Selesai Ara membersihkan diri, ia keluar dari ruang kerjanya menuju dapur.
Sesampainya di dapur, dilihatnya Aya sedang mengobrol sambil menyiapkan sarapan pagi bersama bude Welas.
Tampak seperti tidak pernah terjadi sesuatu. Ara berdehem di belakang mereka sehingga membuat mereka terkejut dan membalikkan badan mereka.
"Eh bapak." Kata bude Welas dengan tersenyum dan permisi untuk menata meja sembari menyiapkan makanan di atas meja.
Sedangkan Aya hanya berdiam diri tanpa menyapa Ara dan berdiri di dekat meja.

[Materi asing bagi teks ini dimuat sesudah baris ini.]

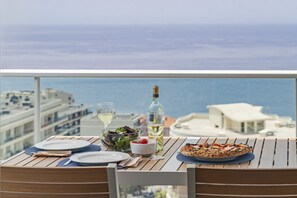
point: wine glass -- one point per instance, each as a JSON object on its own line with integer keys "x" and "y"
{"x": 105, "y": 113}
{"x": 155, "y": 128}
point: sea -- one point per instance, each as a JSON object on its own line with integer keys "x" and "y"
{"x": 178, "y": 47}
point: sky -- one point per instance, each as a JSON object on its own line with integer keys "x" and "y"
{"x": 142, "y": 12}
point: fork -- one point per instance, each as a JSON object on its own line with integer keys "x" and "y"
{"x": 67, "y": 162}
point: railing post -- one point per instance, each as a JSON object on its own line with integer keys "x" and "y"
{"x": 37, "y": 110}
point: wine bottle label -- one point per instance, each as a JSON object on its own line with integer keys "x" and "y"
{"x": 152, "y": 117}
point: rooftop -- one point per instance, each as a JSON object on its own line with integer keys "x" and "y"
{"x": 241, "y": 112}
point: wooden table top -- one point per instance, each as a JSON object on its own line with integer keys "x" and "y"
{"x": 270, "y": 153}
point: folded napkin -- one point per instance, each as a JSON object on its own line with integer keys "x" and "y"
{"x": 52, "y": 154}
{"x": 130, "y": 162}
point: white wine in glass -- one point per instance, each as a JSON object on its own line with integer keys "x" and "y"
{"x": 105, "y": 113}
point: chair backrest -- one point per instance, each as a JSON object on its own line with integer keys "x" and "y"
{"x": 59, "y": 182}
{"x": 224, "y": 182}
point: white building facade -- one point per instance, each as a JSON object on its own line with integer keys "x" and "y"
{"x": 59, "y": 116}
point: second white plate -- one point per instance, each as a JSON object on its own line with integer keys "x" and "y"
{"x": 53, "y": 145}
{"x": 98, "y": 157}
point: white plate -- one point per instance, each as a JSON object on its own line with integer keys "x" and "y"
{"x": 98, "y": 157}
{"x": 54, "y": 145}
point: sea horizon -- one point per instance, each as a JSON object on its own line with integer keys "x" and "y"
{"x": 153, "y": 47}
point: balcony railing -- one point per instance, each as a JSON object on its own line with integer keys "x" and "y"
{"x": 39, "y": 74}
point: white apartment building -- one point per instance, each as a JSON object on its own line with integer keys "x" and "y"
{"x": 239, "y": 117}
{"x": 59, "y": 116}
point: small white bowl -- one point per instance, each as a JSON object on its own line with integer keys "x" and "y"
{"x": 143, "y": 149}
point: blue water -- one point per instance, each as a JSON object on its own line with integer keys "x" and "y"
{"x": 178, "y": 96}
{"x": 157, "y": 47}
{"x": 150, "y": 47}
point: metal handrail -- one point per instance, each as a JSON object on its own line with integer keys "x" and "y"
{"x": 39, "y": 73}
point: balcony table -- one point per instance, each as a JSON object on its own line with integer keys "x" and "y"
{"x": 270, "y": 153}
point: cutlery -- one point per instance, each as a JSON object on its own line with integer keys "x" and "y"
{"x": 125, "y": 162}
{"x": 67, "y": 162}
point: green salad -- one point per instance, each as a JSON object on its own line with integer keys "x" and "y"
{"x": 119, "y": 139}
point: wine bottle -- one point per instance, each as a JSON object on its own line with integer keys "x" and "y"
{"x": 156, "y": 119}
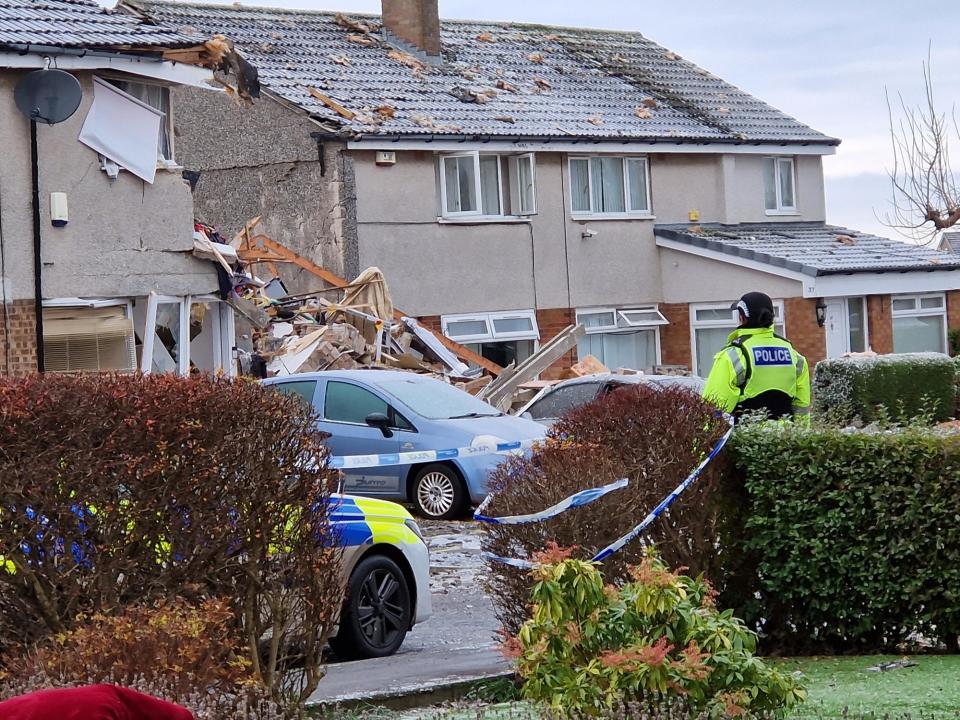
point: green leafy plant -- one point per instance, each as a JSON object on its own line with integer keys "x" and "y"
{"x": 125, "y": 490}
{"x": 852, "y": 536}
{"x": 897, "y": 387}
{"x": 654, "y": 437}
{"x": 589, "y": 646}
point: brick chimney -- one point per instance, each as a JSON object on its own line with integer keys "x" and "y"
{"x": 413, "y": 25}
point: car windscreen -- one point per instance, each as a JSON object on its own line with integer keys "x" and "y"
{"x": 437, "y": 400}
{"x": 560, "y": 401}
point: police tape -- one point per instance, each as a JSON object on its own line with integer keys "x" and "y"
{"x": 621, "y": 542}
{"x": 584, "y": 497}
{"x": 350, "y": 462}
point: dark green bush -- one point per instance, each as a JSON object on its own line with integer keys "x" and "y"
{"x": 854, "y": 536}
{"x": 899, "y": 386}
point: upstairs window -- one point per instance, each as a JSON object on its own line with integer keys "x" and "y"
{"x": 778, "y": 186}
{"x": 609, "y": 185}
{"x": 482, "y": 185}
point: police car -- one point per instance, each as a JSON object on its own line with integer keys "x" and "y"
{"x": 386, "y": 570}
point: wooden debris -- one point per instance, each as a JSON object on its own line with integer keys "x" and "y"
{"x": 500, "y": 393}
{"x": 542, "y": 84}
{"x": 356, "y": 26}
{"x": 364, "y": 40}
{"x": 332, "y": 104}
{"x": 407, "y": 59}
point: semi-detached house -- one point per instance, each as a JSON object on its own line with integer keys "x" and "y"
{"x": 511, "y": 179}
{"x": 96, "y": 226}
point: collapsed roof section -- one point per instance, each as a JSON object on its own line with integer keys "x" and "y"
{"x": 497, "y": 80}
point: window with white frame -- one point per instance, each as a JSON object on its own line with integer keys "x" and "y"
{"x": 89, "y": 339}
{"x": 621, "y": 337}
{"x": 779, "y": 194}
{"x": 919, "y": 323}
{"x": 609, "y": 185}
{"x": 502, "y": 337}
{"x": 711, "y": 325}
{"x": 474, "y": 184}
{"x": 157, "y": 97}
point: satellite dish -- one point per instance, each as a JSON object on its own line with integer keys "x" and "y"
{"x": 49, "y": 96}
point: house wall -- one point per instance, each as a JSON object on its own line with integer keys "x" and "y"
{"x": 124, "y": 237}
{"x": 261, "y": 160}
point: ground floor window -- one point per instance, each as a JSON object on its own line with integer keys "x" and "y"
{"x": 95, "y": 338}
{"x": 711, "y": 324}
{"x": 919, "y": 323}
{"x": 621, "y": 337}
{"x": 501, "y": 337}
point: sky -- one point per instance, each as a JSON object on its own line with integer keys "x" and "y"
{"x": 828, "y": 63}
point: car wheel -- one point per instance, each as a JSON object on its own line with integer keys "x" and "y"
{"x": 377, "y": 613}
{"x": 438, "y": 493}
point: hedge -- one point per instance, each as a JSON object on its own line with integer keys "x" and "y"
{"x": 901, "y": 386}
{"x": 852, "y": 537}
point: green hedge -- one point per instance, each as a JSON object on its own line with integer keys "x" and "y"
{"x": 905, "y": 386}
{"x": 850, "y": 539}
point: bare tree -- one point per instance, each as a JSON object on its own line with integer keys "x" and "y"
{"x": 925, "y": 192}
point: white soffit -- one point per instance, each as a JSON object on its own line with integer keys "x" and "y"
{"x": 123, "y": 129}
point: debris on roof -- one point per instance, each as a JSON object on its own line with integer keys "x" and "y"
{"x": 550, "y": 79}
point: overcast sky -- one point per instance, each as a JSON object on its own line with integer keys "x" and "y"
{"x": 826, "y": 62}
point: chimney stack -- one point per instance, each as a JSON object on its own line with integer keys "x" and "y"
{"x": 414, "y": 26}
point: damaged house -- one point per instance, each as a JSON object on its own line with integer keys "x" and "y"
{"x": 510, "y": 180}
{"x": 96, "y": 218}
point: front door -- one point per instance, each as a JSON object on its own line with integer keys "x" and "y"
{"x": 836, "y": 327}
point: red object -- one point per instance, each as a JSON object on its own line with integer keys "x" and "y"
{"x": 96, "y": 702}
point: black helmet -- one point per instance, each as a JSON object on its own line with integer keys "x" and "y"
{"x": 756, "y": 309}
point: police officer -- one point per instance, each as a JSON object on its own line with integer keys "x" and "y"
{"x": 758, "y": 369}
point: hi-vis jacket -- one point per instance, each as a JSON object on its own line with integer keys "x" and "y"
{"x": 756, "y": 361}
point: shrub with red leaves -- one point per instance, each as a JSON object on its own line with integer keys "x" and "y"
{"x": 120, "y": 490}
{"x": 655, "y": 437}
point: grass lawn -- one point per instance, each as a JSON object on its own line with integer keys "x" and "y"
{"x": 836, "y": 684}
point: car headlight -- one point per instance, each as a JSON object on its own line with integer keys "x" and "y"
{"x": 412, "y": 524}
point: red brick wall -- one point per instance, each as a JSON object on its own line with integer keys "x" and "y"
{"x": 880, "y": 323}
{"x": 18, "y": 338}
{"x": 807, "y": 337}
{"x": 551, "y": 323}
{"x": 675, "y": 337}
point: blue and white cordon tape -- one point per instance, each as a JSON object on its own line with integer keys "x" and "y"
{"x": 347, "y": 462}
{"x": 595, "y": 494}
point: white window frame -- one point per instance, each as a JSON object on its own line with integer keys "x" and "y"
{"x": 782, "y": 209}
{"x": 919, "y": 311}
{"x": 164, "y": 163}
{"x": 512, "y": 162}
{"x": 516, "y": 199}
{"x": 778, "y": 314}
{"x": 628, "y": 327}
{"x": 593, "y": 213}
{"x": 492, "y": 335}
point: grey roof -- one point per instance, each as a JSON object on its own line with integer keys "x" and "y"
{"x": 811, "y": 248}
{"x": 532, "y": 81}
{"x": 79, "y": 24}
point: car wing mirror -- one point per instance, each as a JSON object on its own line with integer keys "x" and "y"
{"x": 380, "y": 421}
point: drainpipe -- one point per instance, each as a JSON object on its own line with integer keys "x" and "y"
{"x": 37, "y": 262}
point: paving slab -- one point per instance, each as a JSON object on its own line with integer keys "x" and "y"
{"x": 410, "y": 679}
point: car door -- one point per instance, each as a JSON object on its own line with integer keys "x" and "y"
{"x": 344, "y": 406}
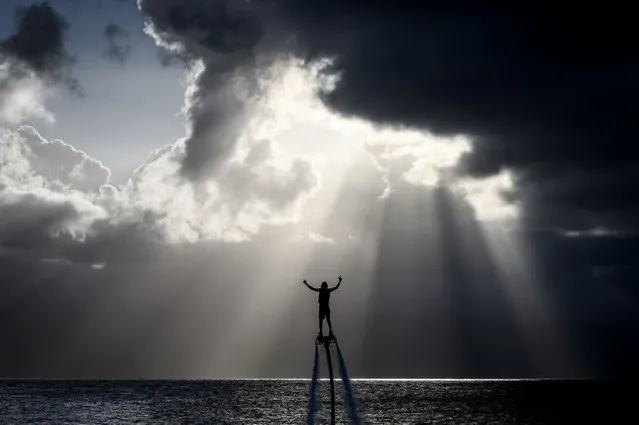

Setelah bude Welas keluar dari dapur menuju ruang makan, tinggalah Ara dan Aya berdua di dapur.
Ara berdiri memandangi Aya sambil tersenyum. Namun hal ini membuat Aya menjadi risih. Pandangan Ara tampak seperti menelanjangi dan semakin membuat Aya menjadi tidak nyaman.
Ara perlahan berjalan mendekati Aya. Aya yang sudah mentok dengan meja dapur, hanya bisa berpegangan pada sisi-sisi meja. Aya berusaha menatap tajam Ara dengan harapan Ara hanya menatapnya tanpa melakukan sesuatu.
Namun sepertinya tidak ada yang bisa menakuti Ara. Ia tertawa sinis sambil memegang dagu Aya.
"Bagaimana tidurmu semalam?" Tanyanya. Ia menyapukan bibirnya ke bibir Aya dengan ringan.
"Hmmm???" Ara menaikkan sebelah alisnya. Meminta jawaban.
"Eh, lumayan nyenyak mas." Jawab Aya, sedikit ragu. Ara mundur dan berbalik hendak menuju meja makan. Ia yakin bude Welas sudah selesai mempersiapkan sarapan mereka.
"Ayo kita sarapan?" Ajak Ara terlebih dahulu berjalan.
Aya termenung sendiri melihat perlakuan Ara yang selalu berubah-ubah. Ia memandangi punggung Aya yang berjalan menjauh. Lalu ia menyusul di belakang.